Anyway: Your mac ships with Terminal which lets you connect to the server too. Open it and type ssh <yourserver_IP_or_domain> and you will be able to log in as long as you didn’t use some private key when setting up the server.

Thank you for the advice.

FYI I’m a publisher, I don’t have a background in server administration - somebody else set the forum up for me.

Whilst I’m pretty technical, I need to feel confident that I can’t ‘break’ the installation purely by changing some settings in the admin panel.

This to me is a test as to whether Discourse will work for me and hence be adopted by the masses -like where Wordpress is at now.
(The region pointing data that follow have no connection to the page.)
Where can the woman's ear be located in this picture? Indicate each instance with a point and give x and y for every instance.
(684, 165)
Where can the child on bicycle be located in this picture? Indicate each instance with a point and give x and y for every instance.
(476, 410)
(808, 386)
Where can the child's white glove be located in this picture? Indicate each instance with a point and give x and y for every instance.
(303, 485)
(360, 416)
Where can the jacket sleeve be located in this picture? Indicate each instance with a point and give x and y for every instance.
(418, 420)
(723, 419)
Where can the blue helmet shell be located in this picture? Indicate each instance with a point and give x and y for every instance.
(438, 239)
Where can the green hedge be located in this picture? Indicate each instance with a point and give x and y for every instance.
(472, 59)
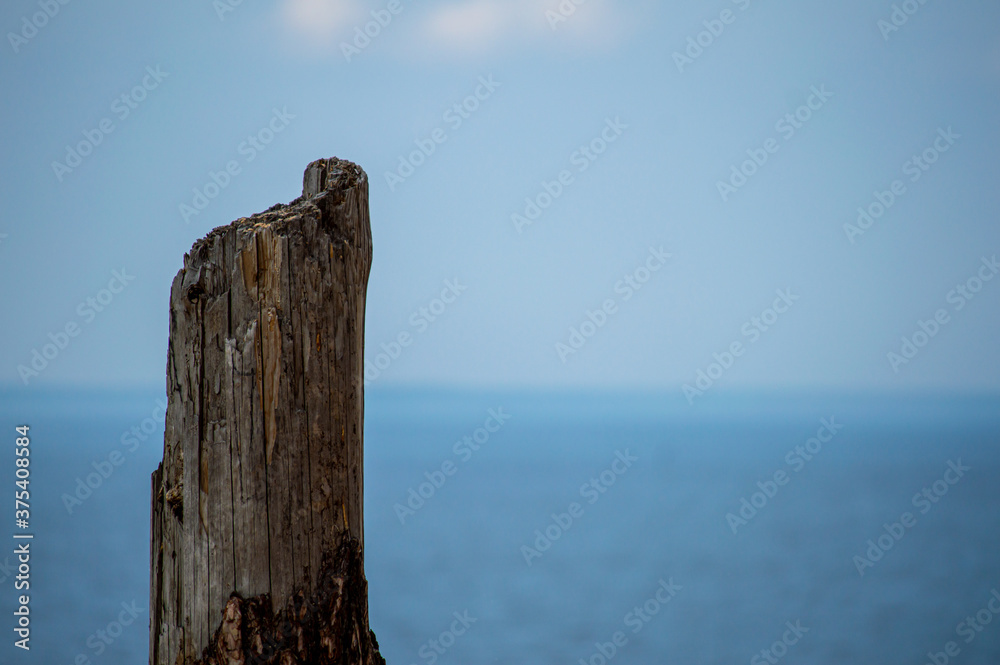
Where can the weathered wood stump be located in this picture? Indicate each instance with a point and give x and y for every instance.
(257, 534)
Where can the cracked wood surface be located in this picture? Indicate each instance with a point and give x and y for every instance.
(261, 479)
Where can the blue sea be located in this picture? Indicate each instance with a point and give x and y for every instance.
(573, 527)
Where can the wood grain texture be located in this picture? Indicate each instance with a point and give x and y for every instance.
(257, 504)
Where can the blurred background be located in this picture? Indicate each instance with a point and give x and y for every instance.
(748, 247)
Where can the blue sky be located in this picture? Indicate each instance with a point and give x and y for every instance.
(640, 137)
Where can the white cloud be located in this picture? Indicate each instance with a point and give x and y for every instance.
(320, 20)
(467, 27)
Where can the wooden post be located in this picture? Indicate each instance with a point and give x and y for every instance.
(257, 532)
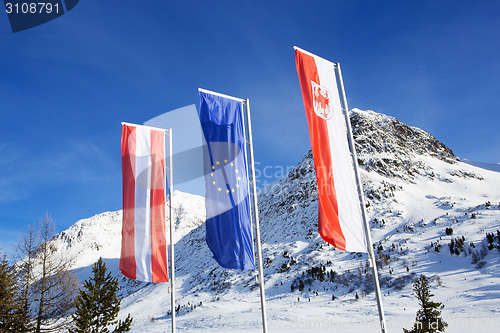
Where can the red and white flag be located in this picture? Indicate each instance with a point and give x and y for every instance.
(340, 221)
(144, 247)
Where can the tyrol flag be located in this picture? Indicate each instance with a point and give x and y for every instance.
(144, 247)
(228, 225)
(340, 220)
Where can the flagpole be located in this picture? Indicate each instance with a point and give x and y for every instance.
(171, 192)
(361, 199)
(256, 217)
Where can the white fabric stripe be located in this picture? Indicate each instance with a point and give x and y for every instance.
(142, 223)
(351, 221)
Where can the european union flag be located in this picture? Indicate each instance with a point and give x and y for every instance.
(229, 224)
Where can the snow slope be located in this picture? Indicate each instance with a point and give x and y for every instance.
(417, 190)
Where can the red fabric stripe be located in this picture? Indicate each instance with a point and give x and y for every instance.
(158, 233)
(328, 219)
(127, 257)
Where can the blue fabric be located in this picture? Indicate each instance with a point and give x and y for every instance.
(227, 202)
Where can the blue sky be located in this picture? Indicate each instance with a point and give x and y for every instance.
(65, 86)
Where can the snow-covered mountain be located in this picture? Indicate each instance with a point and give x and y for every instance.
(430, 214)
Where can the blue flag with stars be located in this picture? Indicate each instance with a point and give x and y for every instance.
(229, 224)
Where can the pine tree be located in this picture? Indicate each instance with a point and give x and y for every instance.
(97, 305)
(428, 318)
(10, 305)
(46, 286)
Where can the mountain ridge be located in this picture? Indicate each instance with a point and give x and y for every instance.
(416, 189)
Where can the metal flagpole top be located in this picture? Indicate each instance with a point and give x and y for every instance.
(150, 127)
(221, 95)
(336, 64)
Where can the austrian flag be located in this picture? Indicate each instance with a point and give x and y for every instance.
(144, 247)
(340, 220)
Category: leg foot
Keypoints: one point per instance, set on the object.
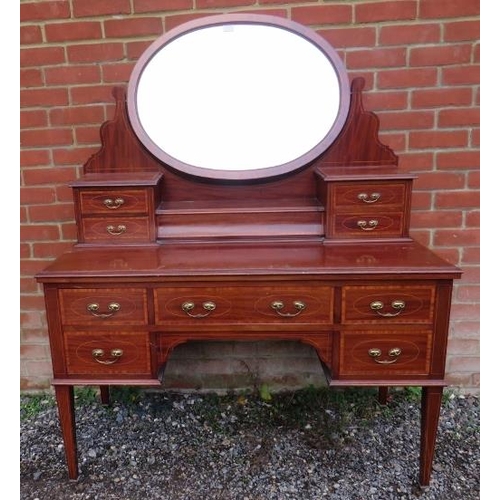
(66, 408)
(431, 408)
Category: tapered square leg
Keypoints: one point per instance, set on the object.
(66, 407)
(431, 409)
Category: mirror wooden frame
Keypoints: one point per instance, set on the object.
(296, 163)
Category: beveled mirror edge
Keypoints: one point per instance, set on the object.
(240, 175)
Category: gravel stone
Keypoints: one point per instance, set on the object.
(302, 445)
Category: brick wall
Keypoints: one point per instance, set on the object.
(420, 59)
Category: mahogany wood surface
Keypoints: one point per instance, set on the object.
(285, 258)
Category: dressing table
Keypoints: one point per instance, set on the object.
(241, 193)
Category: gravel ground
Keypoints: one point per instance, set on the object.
(303, 445)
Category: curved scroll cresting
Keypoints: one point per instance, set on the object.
(358, 144)
(120, 149)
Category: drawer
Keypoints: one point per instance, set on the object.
(92, 306)
(360, 196)
(117, 230)
(385, 353)
(244, 305)
(113, 201)
(112, 353)
(388, 304)
(369, 225)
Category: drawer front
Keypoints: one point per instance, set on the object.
(117, 230)
(385, 353)
(388, 304)
(103, 306)
(358, 196)
(369, 225)
(113, 201)
(107, 353)
(244, 305)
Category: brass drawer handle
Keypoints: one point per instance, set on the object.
(116, 231)
(278, 305)
(394, 353)
(93, 308)
(368, 226)
(115, 354)
(113, 204)
(378, 305)
(374, 197)
(189, 306)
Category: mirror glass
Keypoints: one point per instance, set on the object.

Oh I see, that’s fine too, Discourse Is fairly easy to administer for non-technical people too.

Back to Topic: the “Enable SSO” Option should have some sort of warning (Don’t enable this unless you know what it is for)

4 Likes

Good point I added this to the end of the site setting description for enable_sso

(WARNING: can prevent anyone from logging in if not properly configured when enabled; also disables invites)

2 Likes

This is a configuration bug that you’ll probably want to get corrected, otherwise your users will also be able to bypass your SSO.

Thanks for the advice but I’m skipping SSO for the moment.

Too complicated to set up for non sysadmin types like me.

There is a Wordpress plugin for this
https://meta.discourse.org/t/wp-discourse-sso-plugin/23245

Thanks, yes I have the Wordpress plugin installed - it’s pretty intuitive, however I’m struggling with the Discourse settings, in particular the following:

I have set the secret key, but I have no idea what the SSO url is and the implications of the override settings.

You can read offcial instruction here

1 Like

Many thanks for your help and encouragement.

Finally managed to get SSO working!

1 Like

Thanks, I got this work finally. It seems that my server works a little differently. Being a newb, I thought it might help others with the same issue:

the irb command was giving me errors

NameError: undefined local variable or method `irb’ for main:Object

Instead I was getting this prompt after ‘rails c’

1] pry(main)>

This might as well have been in Sanskrit, but a little Googling told me this was an alternate to irb so I just entered the command:

SiteSetting.enable_sso = false
exit

And that seemed to work.

Thanks again!

2 Likes

Fixed the instructions for future travelers.

1 Like

Appreciate help guys. Have ssh into my bitnami discourse stack and can’t get the commands to work. When I run rails C I get this error before I even get to running the = false command.

Looks like your app’s ./bin/rails is a stub that was generated by Bundler.

In Rails 4, your app’s bin/ directory contains executables that are versioned
like any other source code, rather than stubs that are generated on demand.

Here’s how to upgrade:

bundle config --delete bin # Turn off Bundler’s stub generator
rake rails:update:bin # Use the new Rails 4 executables
git add bin # Add bin/ to source control

You may need to remove bin/ from your .gitignore as well.

Any advice appreciate as need to get the SSO turned off asap. Thanks!